Going Serverless? Build An Observability Mindset

When I started building my first serverless application, I was super excited to see how fast it started to come together. Serverless lends itself really well to rapid development, shorter iteration cycles, and finding the right product-market fit as quickly as possible.

As my team and I built the app, we naturally started putting it through its paces. We loved how fast it was, how scalable it was, and how quickly we went from idea to something real on our screens.

But that excitement didn’t last very long.

There was a bug in our code somewhere preventing us from completing a critical business process. So I was told to find out what it was and fix it. I went over to one of the engineers on my team and we began troubleshooting the issue.

We eventually found the issue was coming from a consumer of an SNS topic. It simply wasn’t running. We didn’t know if it was an issue with publishing the event or if it was an error in the consumer itself.
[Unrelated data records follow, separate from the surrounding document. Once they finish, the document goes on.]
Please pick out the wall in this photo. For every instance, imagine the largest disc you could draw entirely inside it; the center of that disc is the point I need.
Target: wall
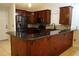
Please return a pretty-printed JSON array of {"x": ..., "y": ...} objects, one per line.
[
  {"x": 55, "y": 15},
  {"x": 12, "y": 24}
]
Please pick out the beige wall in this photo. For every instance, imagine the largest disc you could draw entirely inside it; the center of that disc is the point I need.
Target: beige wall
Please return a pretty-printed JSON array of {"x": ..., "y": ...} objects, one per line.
[
  {"x": 12, "y": 18},
  {"x": 76, "y": 38},
  {"x": 54, "y": 7}
]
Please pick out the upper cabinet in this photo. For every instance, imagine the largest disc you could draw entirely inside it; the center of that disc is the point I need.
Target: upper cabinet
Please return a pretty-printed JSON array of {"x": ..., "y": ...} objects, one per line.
[
  {"x": 45, "y": 15},
  {"x": 65, "y": 15}
]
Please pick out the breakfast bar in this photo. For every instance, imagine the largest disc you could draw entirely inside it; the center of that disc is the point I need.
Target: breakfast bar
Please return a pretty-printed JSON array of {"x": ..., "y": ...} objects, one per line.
[{"x": 46, "y": 43}]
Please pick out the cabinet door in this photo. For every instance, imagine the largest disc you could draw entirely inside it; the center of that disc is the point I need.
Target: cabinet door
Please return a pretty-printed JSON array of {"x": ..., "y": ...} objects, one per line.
[
  {"x": 52, "y": 46},
  {"x": 23, "y": 48},
  {"x": 65, "y": 15},
  {"x": 68, "y": 38},
  {"x": 20, "y": 47},
  {"x": 14, "y": 46},
  {"x": 40, "y": 47},
  {"x": 47, "y": 17},
  {"x": 57, "y": 45}
]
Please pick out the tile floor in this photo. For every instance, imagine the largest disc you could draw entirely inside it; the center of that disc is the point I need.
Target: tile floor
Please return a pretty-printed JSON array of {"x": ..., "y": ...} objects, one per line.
[{"x": 5, "y": 49}]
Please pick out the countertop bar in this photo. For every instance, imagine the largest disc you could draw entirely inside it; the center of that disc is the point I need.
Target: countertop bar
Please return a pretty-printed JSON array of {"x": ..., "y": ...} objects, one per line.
[{"x": 34, "y": 36}]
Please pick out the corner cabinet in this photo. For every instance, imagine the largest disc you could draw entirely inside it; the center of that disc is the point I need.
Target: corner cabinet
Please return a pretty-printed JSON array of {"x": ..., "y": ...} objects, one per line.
[{"x": 66, "y": 15}]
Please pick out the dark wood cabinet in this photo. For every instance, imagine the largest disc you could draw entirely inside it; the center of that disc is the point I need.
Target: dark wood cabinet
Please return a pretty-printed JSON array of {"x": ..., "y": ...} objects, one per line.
[
  {"x": 33, "y": 16},
  {"x": 59, "y": 43},
  {"x": 45, "y": 15},
  {"x": 46, "y": 46},
  {"x": 40, "y": 47},
  {"x": 20, "y": 47},
  {"x": 65, "y": 15}
]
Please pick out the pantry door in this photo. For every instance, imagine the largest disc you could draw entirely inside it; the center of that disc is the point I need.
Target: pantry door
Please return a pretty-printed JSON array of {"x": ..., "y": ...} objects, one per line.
[{"x": 3, "y": 23}]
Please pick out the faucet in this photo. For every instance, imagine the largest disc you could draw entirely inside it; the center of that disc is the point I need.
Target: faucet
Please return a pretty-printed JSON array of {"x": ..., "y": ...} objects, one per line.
[{"x": 54, "y": 26}]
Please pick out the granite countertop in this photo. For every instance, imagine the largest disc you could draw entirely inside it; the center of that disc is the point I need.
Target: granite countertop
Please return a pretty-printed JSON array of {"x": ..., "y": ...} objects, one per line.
[{"x": 34, "y": 36}]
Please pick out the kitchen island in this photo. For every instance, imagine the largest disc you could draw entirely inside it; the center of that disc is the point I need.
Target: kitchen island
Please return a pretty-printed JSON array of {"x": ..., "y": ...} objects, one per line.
[{"x": 46, "y": 43}]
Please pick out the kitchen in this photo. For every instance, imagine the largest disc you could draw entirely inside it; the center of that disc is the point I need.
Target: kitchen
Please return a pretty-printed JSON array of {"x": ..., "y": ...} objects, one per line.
[{"x": 38, "y": 33}]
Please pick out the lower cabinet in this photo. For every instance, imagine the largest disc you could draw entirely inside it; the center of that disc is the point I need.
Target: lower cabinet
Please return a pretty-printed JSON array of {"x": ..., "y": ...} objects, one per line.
[
  {"x": 60, "y": 43},
  {"x": 20, "y": 47},
  {"x": 46, "y": 46},
  {"x": 40, "y": 47}
]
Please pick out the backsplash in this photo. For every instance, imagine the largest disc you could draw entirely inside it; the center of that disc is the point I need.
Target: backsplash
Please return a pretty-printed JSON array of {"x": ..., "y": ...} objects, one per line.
[
  {"x": 58, "y": 27},
  {"x": 50, "y": 26}
]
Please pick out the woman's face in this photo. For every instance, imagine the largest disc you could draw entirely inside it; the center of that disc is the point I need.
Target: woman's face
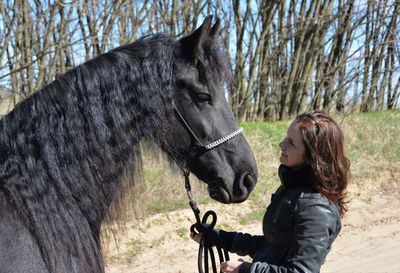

We couldn’t tell where exactly the problem was in order to fix it.

Needless to say, this was a pretty stressful situation for me. We were building this big distributed system on an event-driven architecture, but we didn’t know how to track data through the system. It made me worried we made the wrong call to go serverless.

Observability is hard, and it’s even harder if you don’t build with it in mind. Backing into observability after your application is up and running is a difficult task.

The Reason Behind Observability

I had the opportunity recently to sit down with several different observability platforms. I met with Lumigo, Baselime, Logz.io, DataDog, and a couple of early phase startups to discuss the current state and future of observability.

Chatting with so many different vendors made me realize how important observability truly is in a serverless environment. Despite it being the main focus of the operational excellence pillar of the well architected framework for serverless, it never really clicked with me.

It wasn’t until I had a conversation with Tomer Levy that I realized the real reason we should put so much emphasis on observability.

Observability is about hitting your SLA.

Knowing when things start to go wrong, following traces though architecture diagrams, and aggregating data out of logs all circle back to maintaining up time and availability in your system. If you don’t have tools that point you where and when there is a problem, you quickly begin to fall out of your SLA and give poor experiences to your customers.

Maintaining a consistently high availability and addressing problems proactively is not a “nice to have” feature in SaaS. It’s an understood part of being successful.

A thankless component of software, nobody notices when you do observability right and respond to issues before the get reported. But if you have a blip in your service, you quickly start losing not only your customers, but your credibility as a reliable SaaS provider as well.

There are many options available at your fingertips to get started with observability. It doesn’t matter if you use an application performance monitoring (APM) tool or any of the new observability features just released in CloudWatch, the important thing is that you are observing your workload.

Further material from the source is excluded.